The result is an incredibly efficient encoded file.
Adaptive Block Quantization
JPEG compression is a uniform operation, applying the same quantization level to every block in the image. This makes sense for images with uniform composition—but real-world photos are no more uniform than the world around us. In practice, this means our JPEG compression settings are dictated not by high-frequency details (which JPEG handles well) but by the parts of the image most likely to show compression artifacts.
In this example, the butterfly's wings in the foreground appear relatively clear—slightly grainy compared to the high-resolution original but hardly noticeable without direct comparison. Similarly, the bee balm flowers and foreground leaves—even with excessive compression, you and I might spot some artifacts, but the foreground remains passable. However, the low-frequency information in the top-left corner—the blurry green background leaves—looks terrible. Even an untrained eye would immediately notice the quality issues—subtle gradients in the background are compressed into jagged, solid-colored blocks.

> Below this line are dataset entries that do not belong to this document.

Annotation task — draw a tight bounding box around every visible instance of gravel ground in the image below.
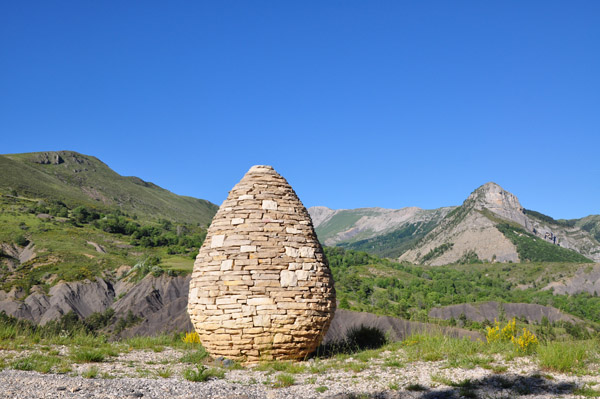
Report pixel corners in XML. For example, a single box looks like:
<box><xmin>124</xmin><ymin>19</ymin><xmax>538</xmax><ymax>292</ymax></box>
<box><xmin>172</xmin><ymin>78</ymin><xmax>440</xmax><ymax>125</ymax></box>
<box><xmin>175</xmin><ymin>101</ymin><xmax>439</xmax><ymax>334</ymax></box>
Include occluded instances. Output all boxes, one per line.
<box><xmin>1</xmin><ymin>347</ymin><xmax>599</xmax><ymax>399</ymax></box>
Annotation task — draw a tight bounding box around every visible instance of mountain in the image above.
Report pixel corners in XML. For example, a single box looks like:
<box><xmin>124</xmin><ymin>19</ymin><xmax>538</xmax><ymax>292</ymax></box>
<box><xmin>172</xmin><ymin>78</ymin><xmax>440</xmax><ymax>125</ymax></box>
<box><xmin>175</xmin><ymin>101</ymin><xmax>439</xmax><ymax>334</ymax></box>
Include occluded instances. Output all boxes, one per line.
<box><xmin>310</xmin><ymin>182</ymin><xmax>600</xmax><ymax>264</ymax></box>
<box><xmin>308</xmin><ymin>206</ymin><xmax>454</xmax><ymax>258</ymax></box>
<box><xmin>0</xmin><ymin>151</ymin><xmax>217</xmax><ymax>225</ymax></box>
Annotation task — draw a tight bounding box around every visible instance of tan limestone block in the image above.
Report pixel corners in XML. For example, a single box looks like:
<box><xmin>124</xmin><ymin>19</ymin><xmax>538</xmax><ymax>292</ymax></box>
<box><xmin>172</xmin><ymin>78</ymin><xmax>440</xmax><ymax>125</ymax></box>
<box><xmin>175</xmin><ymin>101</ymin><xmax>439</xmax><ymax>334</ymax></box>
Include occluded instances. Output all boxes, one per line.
<box><xmin>211</xmin><ymin>235</ymin><xmax>225</xmax><ymax>248</ymax></box>
<box><xmin>247</xmin><ymin>297</ymin><xmax>274</xmax><ymax>306</ymax></box>
<box><xmin>280</xmin><ymin>270</ymin><xmax>298</xmax><ymax>287</ymax></box>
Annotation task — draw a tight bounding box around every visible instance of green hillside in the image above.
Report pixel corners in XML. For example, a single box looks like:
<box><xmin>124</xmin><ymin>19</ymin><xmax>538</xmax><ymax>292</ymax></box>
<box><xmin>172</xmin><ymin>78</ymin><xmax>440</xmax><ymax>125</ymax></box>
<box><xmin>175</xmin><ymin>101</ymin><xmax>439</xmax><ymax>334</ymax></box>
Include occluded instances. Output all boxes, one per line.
<box><xmin>0</xmin><ymin>151</ymin><xmax>217</xmax><ymax>225</ymax></box>
<box><xmin>0</xmin><ymin>195</ymin><xmax>207</xmax><ymax>294</ymax></box>
<box><xmin>338</xmin><ymin>221</ymin><xmax>437</xmax><ymax>258</ymax></box>
<box><xmin>0</xmin><ymin>150</ymin><xmax>219</xmax><ymax>294</ymax></box>
<box><xmin>327</xmin><ymin>247</ymin><xmax>600</xmax><ymax>331</ymax></box>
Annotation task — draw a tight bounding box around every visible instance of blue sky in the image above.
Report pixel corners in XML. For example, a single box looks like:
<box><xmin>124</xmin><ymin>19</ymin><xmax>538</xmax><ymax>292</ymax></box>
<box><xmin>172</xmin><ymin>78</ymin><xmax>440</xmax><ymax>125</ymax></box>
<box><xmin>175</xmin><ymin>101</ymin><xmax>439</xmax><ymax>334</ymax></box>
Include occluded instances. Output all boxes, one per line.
<box><xmin>1</xmin><ymin>1</ymin><xmax>599</xmax><ymax>219</ymax></box>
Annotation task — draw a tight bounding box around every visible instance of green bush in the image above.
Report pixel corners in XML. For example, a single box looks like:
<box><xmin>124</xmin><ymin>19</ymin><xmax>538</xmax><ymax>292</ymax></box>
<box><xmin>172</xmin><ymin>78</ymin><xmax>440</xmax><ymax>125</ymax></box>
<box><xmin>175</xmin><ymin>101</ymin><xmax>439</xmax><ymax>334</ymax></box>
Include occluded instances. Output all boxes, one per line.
<box><xmin>14</xmin><ymin>234</ymin><xmax>29</xmax><ymax>246</ymax></box>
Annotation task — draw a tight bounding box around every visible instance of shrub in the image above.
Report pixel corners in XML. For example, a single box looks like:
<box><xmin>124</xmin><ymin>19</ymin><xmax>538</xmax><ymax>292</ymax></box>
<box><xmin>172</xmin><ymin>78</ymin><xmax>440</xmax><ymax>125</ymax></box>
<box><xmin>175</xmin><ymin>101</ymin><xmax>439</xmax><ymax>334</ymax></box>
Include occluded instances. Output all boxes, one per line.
<box><xmin>157</xmin><ymin>367</ymin><xmax>173</xmax><ymax>378</ymax></box>
<box><xmin>180</xmin><ymin>348</ymin><xmax>209</xmax><ymax>364</ymax></box>
<box><xmin>183</xmin><ymin>365</ymin><xmax>224</xmax><ymax>382</ymax></box>
<box><xmin>182</xmin><ymin>331</ymin><xmax>201</xmax><ymax>344</ymax></box>
<box><xmin>82</xmin><ymin>366</ymin><xmax>99</xmax><ymax>378</ymax></box>
<box><xmin>486</xmin><ymin>318</ymin><xmax>516</xmax><ymax>343</ymax></box>
<box><xmin>84</xmin><ymin>308</ymin><xmax>115</xmax><ymax>333</ymax></box>
<box><xmin>486</xmin><ymin>318</ymin><xmax>538</xmax><ymax>354</ymax></box>
<box><xmin>273</xmin><ymin>373</ymin><xmax>295</xmax><ymax>388</ymax></box>
<box><xmin>71</xmin><ymin>348</ymin><xmax>106</xmax><ymax>363</ymax></box>
<box><xmin>14</xmin><ymin>235</ymin><xmax>29</xmax><ymax>246</ymax></box>
<box><xmin>345</xmin><ymin>325</ymin><xmax>387</xmax><ymax>351</ymax></box>
<box><xmin>113</xmin><ymin>310</ymin><xmax>141</xmax><ymax>334</ymax></box>
<box><xmin>511</xmin><ymin>327</ymin><xmax>538</xmax><ymax>354</ymax></box>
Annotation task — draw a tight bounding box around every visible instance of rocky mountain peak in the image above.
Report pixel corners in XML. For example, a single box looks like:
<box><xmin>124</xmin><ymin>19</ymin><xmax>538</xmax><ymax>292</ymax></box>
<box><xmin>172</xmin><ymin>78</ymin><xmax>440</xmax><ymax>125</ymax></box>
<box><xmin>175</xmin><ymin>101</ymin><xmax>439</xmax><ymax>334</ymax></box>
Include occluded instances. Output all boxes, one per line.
<box><xmin>308</xmin><ymin>206</ymin><xmax>336</xmax><ymax>228</ymax></box>
<box><xmin>467</xmin><ymin>182</ymin><xmax>528</xmax><ymax>228</ymax></box>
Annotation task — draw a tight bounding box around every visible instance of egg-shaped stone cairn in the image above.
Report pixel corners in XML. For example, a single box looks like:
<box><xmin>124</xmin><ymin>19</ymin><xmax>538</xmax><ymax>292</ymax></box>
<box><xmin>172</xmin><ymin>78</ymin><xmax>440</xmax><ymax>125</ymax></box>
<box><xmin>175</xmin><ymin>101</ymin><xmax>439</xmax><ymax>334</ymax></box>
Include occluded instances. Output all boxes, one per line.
<box><xmin>187</xmin><ymin>165</ymin><xmax>336</xmax><ymax>362</ymax></box>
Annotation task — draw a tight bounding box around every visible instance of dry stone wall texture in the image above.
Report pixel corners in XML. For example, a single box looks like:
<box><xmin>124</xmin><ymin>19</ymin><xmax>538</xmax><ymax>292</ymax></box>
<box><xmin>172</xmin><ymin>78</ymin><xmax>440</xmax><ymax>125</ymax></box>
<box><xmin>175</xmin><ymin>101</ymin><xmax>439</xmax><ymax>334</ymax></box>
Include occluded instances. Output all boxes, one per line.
<box><xmin>188</xmin><ymin>165</ymin><xmax>336</xmax><ymax>362</ymax></box>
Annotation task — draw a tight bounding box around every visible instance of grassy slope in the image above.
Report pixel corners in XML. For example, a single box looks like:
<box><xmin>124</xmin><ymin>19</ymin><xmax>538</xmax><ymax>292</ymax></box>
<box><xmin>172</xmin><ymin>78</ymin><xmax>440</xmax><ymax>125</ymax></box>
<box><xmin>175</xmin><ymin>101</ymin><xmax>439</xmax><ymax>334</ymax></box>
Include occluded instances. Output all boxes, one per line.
<box><xmin>0</xmin><ymin>151</ymin><xmax>217</xmax><ymax>225</ymax></box>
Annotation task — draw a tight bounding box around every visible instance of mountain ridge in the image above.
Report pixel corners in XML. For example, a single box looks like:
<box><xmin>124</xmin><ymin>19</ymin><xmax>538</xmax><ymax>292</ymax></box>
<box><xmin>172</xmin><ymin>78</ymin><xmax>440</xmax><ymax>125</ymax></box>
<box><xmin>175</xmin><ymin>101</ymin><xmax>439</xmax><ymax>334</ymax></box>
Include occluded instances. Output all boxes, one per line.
<box><xmin>0</xmin><ymin>151</ymin><xmax>218</xmax><ymax>225</ymax></box>
<box><xmin>309</xmin><ymin>182</ymin><xmax>600</xmax><ymax>264</ymax></box>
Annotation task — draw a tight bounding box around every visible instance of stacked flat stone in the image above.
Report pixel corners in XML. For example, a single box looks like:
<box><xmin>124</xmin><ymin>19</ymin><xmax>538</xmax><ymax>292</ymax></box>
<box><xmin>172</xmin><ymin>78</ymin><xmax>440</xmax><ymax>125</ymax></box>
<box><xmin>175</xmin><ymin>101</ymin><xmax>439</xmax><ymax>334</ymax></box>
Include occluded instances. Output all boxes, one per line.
<box><xmin>188</xmin><ymin>165</ymin><xmax>336</xmax><ymax>362</ymax></box>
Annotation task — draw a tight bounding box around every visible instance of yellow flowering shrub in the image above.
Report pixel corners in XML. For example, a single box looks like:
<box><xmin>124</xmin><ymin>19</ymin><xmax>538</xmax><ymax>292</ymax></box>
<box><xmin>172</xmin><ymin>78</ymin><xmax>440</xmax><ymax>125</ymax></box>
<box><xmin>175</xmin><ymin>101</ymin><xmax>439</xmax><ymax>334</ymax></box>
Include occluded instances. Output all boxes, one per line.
<box><xmin>512</xmin><ymin>327</ymin><xmax>538</xmax><ymax>353</ymax></box>
<box><xmin>486</xmin><ymin>323</ymin><xmax>501</xmax><ymax>343</ymax></box>
<box><xmin>182</xmin><ymin>331</ymin><xmax>201</xmax><ymax>344</ymax></box>
<box><xmin>486</xmin><ymin>318</ymin><xmax>538</xmax><ymax>353</ymax></box>
<box><xmin>486</xmin><ymin>318</ymin><xmax>516</xmax><ymax>343</ymax></box>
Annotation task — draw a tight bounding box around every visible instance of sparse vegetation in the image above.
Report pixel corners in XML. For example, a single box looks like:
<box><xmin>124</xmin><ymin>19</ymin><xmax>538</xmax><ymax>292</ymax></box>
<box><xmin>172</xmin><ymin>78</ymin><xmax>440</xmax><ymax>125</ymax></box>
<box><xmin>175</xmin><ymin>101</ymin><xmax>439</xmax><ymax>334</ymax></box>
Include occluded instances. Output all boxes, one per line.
<box><xmin>255</xmin><ymin>361</ymin><xmax>306</xmax><ymax>374</ymax></box>
<box><xmin>406</xmin><ymin>383</ymin><xmax>428</xmax><ymax>391</ymax></box>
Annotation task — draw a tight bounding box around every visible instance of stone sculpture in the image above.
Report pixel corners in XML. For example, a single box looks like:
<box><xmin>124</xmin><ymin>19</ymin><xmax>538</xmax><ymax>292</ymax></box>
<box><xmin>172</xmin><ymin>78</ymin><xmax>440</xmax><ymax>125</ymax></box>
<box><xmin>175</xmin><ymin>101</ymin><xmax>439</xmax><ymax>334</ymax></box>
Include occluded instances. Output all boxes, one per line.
<box><xmin>188</xmin><ymin>165</ymin><xmax>336</xmax><ymax>362</ymax></box>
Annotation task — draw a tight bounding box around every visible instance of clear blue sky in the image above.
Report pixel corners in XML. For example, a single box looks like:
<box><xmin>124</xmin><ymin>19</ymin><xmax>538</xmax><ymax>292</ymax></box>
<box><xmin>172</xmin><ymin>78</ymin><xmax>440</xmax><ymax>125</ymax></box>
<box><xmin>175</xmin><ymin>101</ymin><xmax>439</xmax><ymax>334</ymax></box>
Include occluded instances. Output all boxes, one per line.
<box><xmin>1</xmin><ymin>1</ymin><xmax>599</xmax><ymax>219</ymax></box>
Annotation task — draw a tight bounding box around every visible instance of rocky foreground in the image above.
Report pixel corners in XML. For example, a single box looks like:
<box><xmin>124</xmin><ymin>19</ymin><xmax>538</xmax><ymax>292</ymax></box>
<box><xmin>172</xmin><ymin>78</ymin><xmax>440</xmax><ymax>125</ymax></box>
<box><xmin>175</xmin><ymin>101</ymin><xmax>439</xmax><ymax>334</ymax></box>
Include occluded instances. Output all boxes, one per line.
<box><xmin>1</xmin><ymin>346</ymin><xmax>598</xmax><ymax>399</ymax></box>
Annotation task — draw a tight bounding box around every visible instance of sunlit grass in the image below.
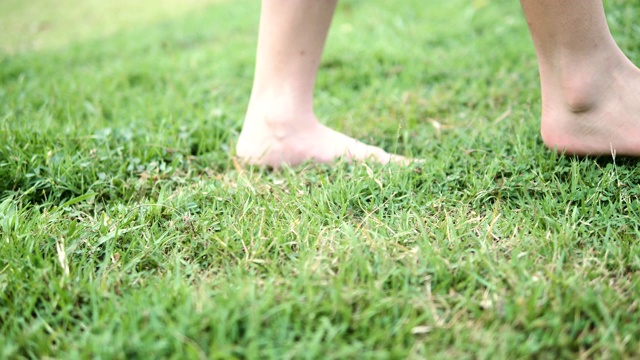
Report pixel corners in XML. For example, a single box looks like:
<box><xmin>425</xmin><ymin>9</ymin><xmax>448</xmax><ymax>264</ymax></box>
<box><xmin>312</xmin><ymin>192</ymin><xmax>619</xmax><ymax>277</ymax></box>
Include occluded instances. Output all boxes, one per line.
<box><xmin>1</xmin><ymin>0</ymin><xmax>639</xmax><ymax>358</ymax></box>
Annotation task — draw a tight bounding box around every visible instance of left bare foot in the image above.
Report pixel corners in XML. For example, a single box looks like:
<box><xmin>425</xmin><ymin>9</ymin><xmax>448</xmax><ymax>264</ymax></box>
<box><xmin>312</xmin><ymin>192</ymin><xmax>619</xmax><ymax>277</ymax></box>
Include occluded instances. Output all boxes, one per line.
<box><xmin>236</xmin><ymin>110</ymin><xmax>406</xmax><ymax>168</ymax></box>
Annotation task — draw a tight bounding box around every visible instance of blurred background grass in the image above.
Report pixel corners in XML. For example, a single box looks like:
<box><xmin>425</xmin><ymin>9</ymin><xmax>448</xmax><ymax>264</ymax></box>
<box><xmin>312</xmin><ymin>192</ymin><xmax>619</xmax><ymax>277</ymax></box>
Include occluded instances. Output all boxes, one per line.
<box><xmin>0</xmin><ymin>0</ymin><xmax>222</xmax><ymax>54</ymax></box>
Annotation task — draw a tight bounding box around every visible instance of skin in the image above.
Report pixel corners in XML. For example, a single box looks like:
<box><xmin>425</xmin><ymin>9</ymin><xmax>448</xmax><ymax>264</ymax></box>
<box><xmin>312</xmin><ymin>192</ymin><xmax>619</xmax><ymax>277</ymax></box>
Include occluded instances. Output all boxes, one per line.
<box><xmin>521</xmin><ymin>0</ymin><xmax>640</xmax><ymax>157</ymax></box>
<box><xmin>237</xmin><ymin>0</ymin><xmax>640</xmax><ymax>168</ymax></box>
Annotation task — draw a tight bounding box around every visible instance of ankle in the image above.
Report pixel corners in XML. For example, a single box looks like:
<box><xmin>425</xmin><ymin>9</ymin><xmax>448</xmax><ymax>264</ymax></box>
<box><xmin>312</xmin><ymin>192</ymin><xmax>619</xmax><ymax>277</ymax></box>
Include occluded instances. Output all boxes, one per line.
<box><xmin>560</xmin><ymin>77</ymin><xmax>599</xmax><ymax>113</ymax></box>
<box><xmin>244</xmin><ymin>103</ymin><xmax>318</xmax><ymax>139</ymax></box>
<box><xmin>554</xmin><ymin>53</ymin><xmax>625</xmax><ymax>113</ymax></box>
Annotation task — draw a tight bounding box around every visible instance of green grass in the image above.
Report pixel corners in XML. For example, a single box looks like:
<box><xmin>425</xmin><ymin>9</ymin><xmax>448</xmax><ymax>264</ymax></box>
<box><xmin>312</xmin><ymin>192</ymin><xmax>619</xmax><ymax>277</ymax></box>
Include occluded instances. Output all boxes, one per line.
<box><xmin>1</xmin><ymin>0</ymin><xmax>640</xmax><ymax>358</ymax></box>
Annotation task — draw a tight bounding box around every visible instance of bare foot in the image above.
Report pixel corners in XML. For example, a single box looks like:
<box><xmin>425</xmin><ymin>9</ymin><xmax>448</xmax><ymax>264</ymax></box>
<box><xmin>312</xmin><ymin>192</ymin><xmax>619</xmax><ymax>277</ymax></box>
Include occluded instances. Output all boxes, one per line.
<box><xmin>540</xmin><ymin>56</ymin><xmax>640</xmax><ymax>157</ymax></box>
<box><xmin>236</xmin><ymin>111</ymin><xmax>406</xmax><ymax>168</ymax></box>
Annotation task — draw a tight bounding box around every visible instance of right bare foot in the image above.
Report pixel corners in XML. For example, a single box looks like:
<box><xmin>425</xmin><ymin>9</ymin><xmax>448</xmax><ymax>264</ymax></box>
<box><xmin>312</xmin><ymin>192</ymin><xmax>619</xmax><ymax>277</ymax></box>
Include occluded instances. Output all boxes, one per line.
<box><xmin>236</xmin><ymin>111</ymin><xmax>407</xmax><ymax>168</ymax></box>
<box><xmin>540</xmin><ymin>55</ymin><xmax>640</xmax><ymax>157</ymax></box>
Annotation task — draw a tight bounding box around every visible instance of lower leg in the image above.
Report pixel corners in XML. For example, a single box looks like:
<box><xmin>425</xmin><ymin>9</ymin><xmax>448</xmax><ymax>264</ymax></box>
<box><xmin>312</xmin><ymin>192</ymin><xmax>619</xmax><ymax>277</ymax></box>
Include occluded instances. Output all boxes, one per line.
<box><xmin>521</xmin><ymin>0</ymin><xmax>640</xmax><ymax>156</ymax></box>
<box><xmin>237</xmin><ymin>0</ymin><xmax>403</xmax><ymax>168</ymax></box>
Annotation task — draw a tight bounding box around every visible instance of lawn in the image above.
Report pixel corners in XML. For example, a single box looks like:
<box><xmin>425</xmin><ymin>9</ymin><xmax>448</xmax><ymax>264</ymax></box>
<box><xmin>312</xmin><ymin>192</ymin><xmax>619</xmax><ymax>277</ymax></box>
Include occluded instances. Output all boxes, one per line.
<box><xmin>1</xmin><ymin>0</ymin><xmax>639</xmax><ymax>358</ymax></box>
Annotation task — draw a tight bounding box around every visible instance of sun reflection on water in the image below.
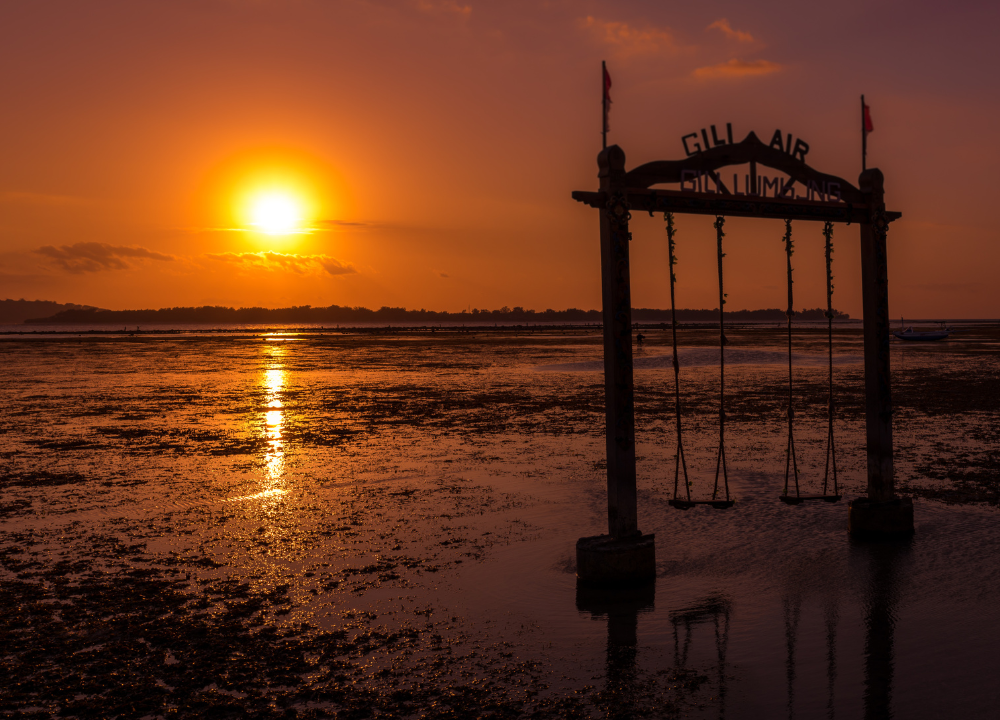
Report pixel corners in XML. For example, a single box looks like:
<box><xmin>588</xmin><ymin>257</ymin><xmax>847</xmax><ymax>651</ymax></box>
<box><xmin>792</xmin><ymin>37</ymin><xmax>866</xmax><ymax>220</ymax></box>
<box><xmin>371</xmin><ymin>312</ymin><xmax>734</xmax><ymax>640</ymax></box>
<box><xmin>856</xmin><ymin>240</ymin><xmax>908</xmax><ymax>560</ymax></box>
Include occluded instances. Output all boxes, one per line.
<box><xmin>261</xmin><ymin>348</ymin><xmax>287</xmax><ymax>492</ymax></box>
<box><xmin>265</xmin><ymin>368</ymin><xmax>284</xmax><ymax>407</ymax></box>
<box><xmin>226</xmin><ymin>487</ymin><xmax>287</xmax><ymax>503</ymax></box>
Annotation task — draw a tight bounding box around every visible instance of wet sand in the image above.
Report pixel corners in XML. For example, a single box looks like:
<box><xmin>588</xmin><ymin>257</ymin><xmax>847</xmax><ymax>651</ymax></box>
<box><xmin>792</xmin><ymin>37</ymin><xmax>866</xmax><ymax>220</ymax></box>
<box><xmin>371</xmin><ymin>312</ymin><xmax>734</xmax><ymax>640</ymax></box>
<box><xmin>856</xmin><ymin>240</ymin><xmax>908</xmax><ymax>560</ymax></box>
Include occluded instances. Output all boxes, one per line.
<box><xmin>2</xmin><ymin>326</ymin><xmax>999</xmax><ymax>718</ymax></box>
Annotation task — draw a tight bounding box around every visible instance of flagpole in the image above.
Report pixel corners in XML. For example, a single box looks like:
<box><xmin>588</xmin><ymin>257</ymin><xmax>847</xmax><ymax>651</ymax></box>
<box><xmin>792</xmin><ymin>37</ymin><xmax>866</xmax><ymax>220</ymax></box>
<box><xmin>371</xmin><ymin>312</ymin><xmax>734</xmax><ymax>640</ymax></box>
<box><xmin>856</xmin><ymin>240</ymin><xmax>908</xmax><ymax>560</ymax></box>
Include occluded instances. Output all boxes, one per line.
<box><xmin>602</xmin><ymin>61</ymin><xmax>608</xmax><ymax>149</ymax></box>
<box><xmin>861</xmin><ymin>94</ymin><xmax>867</xmax><ymax>171</ymax></box>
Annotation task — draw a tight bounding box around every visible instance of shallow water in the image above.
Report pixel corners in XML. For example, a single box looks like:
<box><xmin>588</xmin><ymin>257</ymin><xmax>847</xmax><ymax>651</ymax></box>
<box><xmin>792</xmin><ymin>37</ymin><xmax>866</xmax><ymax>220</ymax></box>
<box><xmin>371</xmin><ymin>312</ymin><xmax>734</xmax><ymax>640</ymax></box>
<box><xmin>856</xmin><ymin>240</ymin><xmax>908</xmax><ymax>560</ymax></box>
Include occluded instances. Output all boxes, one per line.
<box><xmin>1</xmin><ymin>327</ymin><xmax>998</xmax><ymax>718</ymax></box>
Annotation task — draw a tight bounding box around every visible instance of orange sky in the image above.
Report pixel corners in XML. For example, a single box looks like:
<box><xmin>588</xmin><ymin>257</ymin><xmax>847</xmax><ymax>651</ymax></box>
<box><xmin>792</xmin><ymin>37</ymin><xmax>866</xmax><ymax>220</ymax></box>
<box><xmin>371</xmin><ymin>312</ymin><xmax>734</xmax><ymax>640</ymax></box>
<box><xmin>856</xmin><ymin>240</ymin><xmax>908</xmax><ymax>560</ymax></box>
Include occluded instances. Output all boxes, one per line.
<box><xmin>2</xmin><ymin>0</ymin><xmax>998</xmax><ymax>318</ymax></box>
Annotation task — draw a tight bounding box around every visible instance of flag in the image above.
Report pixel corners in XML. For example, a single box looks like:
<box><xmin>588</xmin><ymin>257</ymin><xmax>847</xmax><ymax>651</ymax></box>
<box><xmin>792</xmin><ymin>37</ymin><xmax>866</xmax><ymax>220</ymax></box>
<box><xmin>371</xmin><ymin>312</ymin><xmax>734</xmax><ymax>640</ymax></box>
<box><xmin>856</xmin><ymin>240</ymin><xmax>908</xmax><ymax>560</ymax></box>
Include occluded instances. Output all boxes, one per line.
<box><xmin>863</xmin><ymin>103</ymin><xmax>873</xmax><ymax>133</ymax></box>
<box><xmin>603</xmin><ymin>63</ymin><xmax>612</xmax><ymax>134</ymax></box>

To avoid this, WebP employs adaptive quantization: The image is divided into up to four visually similar segments, and compression parameters are adjusted independently for each. Applying the same excessive compression with WebP:
Both image files are roughly the same size. When examining the butterfly's wings, their quality is similar—tiny differences might be visible under close scrutiny, but overall, there's no significant quality gap. In WebP, the bee balm flowers are slightly sharper—again, unnoticeable unless comparing side by side. The background, however, is entirely different: It shows almost none of JPEG's glaring artifacts. WebP delivers the same file size but higher image quality—except for minor details our visual system wouldn't notice without close comparison.
Using WebP
WebP's internal mechanics may be far more complex than JPEG encoding, but for daily work, it's just as simple: All of WebP's encoding complexity is normalized into a single "quality" value, ranging from 0 to 100, just like JPEG. That doesn't mean you're limited to a single "quality" setting, though. You can—and should—tweak all the details of WebP encoding, if only to better understand how these typically invisible settings affect file size and quality.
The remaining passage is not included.